For the tartar sauce:
1 cup Greek yogurt, whole milk or reduced-fat
½ lemon, juiced (about 2 tablespoons)
¼ cup fresh dill sprigs, finely chopped
3 tablespoons finely chopped onion or shallot
3 tablespoons sweet pickle relish
2 tablespoons Dijon mustard
2 tablespoons small capers
1 clove garlic, grated or pasted
Salt and pepper
For the fishwiches:
4 tilapia fillets, or other thin mild white fish fillets (6 to 8 ounces each)
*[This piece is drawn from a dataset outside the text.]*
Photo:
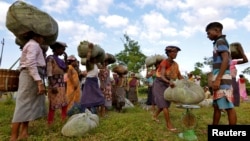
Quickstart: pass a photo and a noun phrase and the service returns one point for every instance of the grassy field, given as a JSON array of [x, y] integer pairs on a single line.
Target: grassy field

1 teaspoon granulated garlic
Salt and pepper
½ lemon, plus 1 lemon, cut into wedges, for serving
About ½ cup flour, for dredging
About 3 tablespoons cornstarch
3 large eggs
About 3 tablespoons milk, half-and-half, or heavy cream
1 tablespoon vegetable or safflower oil
3 tablespoons butter
8 slices good-quality white bread, lightly toasted
Shredded iceberg lettuce, for topping
Preheat the oven to 200°F. For the sauce, in a medium bowl, stir the yogurt, lemon juice, dill, onion, pickle relish, Dijon, capers, and garlic; season with salt and pepper.
For the fish, sprinkle the fillets with the granulated garlic; season with salt and pepper. Squeeze the juice from the ½ lemon on top of the fish. In a shallow bowl, whisk the flour and cornstarch. In a second shallow bowl, whisk the eggs and milk; season with salt.
In a large nonstick skillet, heat the oil, one turn of the pan, over medium-high. Add half the butter. Dredge 2 fillets in the flour; coat with the egg. When the butter stops foaming, add the fish. Cook, turning occasionally, until opaque in the centers, 6 to 7 minutes. Transfer to a baking sheet and keep warm in the oven. Repeat with the remaining butter, fish, flour, and eggs.
Serve with lemon wedges. Top the toast with some shredded lettuce and the fish — and lots of tartar sauce.